I decided to take an art class in high school, hoping for some guiding hand to show me the way. My teacher, unfortunately, was mediocre at best and we were confined to drawing and rather middle school level at that. I do remember one illustration I did. We had to find a house in a magazine and draw it in ink. I called mine “Haunted” as it was mostly black with a rather eerie air about it. It is not fantastic or perfect or incredible. In fact I hated it, though my parents argued vehemently that it was quite good. But they are parents, and prone to love our creative endeavors. Some one must have liked it though. It ended up somehow in a highschool art show at a library 20 minutes away. That town’s newspaper put it in their article about the show. I had no idea until one day a letter showed up from a church member in my mailbox.

He had included a copy of the article and my illustration, with a hand written sticky note attached, “Great work!”

Maybe some day I will finally take that art class or have time to sit idly trying to draw, but not at present. I still have that newspaper somewhere, and maybe even the orginal. I didn’t keep them because they were great, but more because some cared enough (who wasn’t related or obligated in any way) to encourage me.


Filed under Anamnesis, Memory, Writing, Youth

3 responses to “Illustration

  1. you should post the picture. would like to see it!

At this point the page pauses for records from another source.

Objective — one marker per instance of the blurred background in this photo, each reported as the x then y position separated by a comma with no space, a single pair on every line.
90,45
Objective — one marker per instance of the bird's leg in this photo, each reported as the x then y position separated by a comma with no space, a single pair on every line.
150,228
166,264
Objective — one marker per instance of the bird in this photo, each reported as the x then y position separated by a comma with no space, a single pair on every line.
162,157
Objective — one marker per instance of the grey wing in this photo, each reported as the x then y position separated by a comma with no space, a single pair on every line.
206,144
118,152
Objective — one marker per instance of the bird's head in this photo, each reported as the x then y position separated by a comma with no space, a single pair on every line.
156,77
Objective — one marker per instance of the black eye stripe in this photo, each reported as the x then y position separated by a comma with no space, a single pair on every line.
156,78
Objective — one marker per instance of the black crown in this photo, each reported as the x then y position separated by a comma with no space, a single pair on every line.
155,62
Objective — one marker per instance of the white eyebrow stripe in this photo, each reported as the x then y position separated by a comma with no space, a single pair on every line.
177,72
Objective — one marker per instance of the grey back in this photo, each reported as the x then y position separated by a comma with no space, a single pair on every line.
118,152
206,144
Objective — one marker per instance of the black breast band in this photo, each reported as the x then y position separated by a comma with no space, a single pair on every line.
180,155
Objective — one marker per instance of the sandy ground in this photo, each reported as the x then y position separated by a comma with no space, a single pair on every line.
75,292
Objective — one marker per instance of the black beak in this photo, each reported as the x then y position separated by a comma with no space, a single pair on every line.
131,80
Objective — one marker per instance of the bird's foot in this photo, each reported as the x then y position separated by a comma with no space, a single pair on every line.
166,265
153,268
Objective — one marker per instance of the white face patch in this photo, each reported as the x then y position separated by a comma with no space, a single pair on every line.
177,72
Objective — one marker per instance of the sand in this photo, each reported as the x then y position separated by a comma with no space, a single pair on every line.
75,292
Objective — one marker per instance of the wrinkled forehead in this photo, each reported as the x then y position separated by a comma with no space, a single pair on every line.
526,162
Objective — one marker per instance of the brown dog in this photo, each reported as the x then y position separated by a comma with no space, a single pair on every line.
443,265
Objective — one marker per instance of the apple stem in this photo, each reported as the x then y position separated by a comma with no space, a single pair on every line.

  2. I like you could only draw what I could see. It was more of a copy cat than an artist. I took an Arts & Crafts class in high school. We got to dable a little in different mediums. It was a lot of fun, but my table partner really WAS an artist. Compared to him everything I did was mediocre. I did enjoy the class but I found frustration in the same things you did. I wish I could have found the creativity in me to expand my art to what was in my head.

  3. I really admire people who, after they’ve completed their formal education, have a list of classes they can’t wait to take. There’s so much in this wonderful world for us to learn and it makes me sad when we shun learning for whatever reason.

    I think it a sign of genius to be humble enough to stay on the path of knowledge.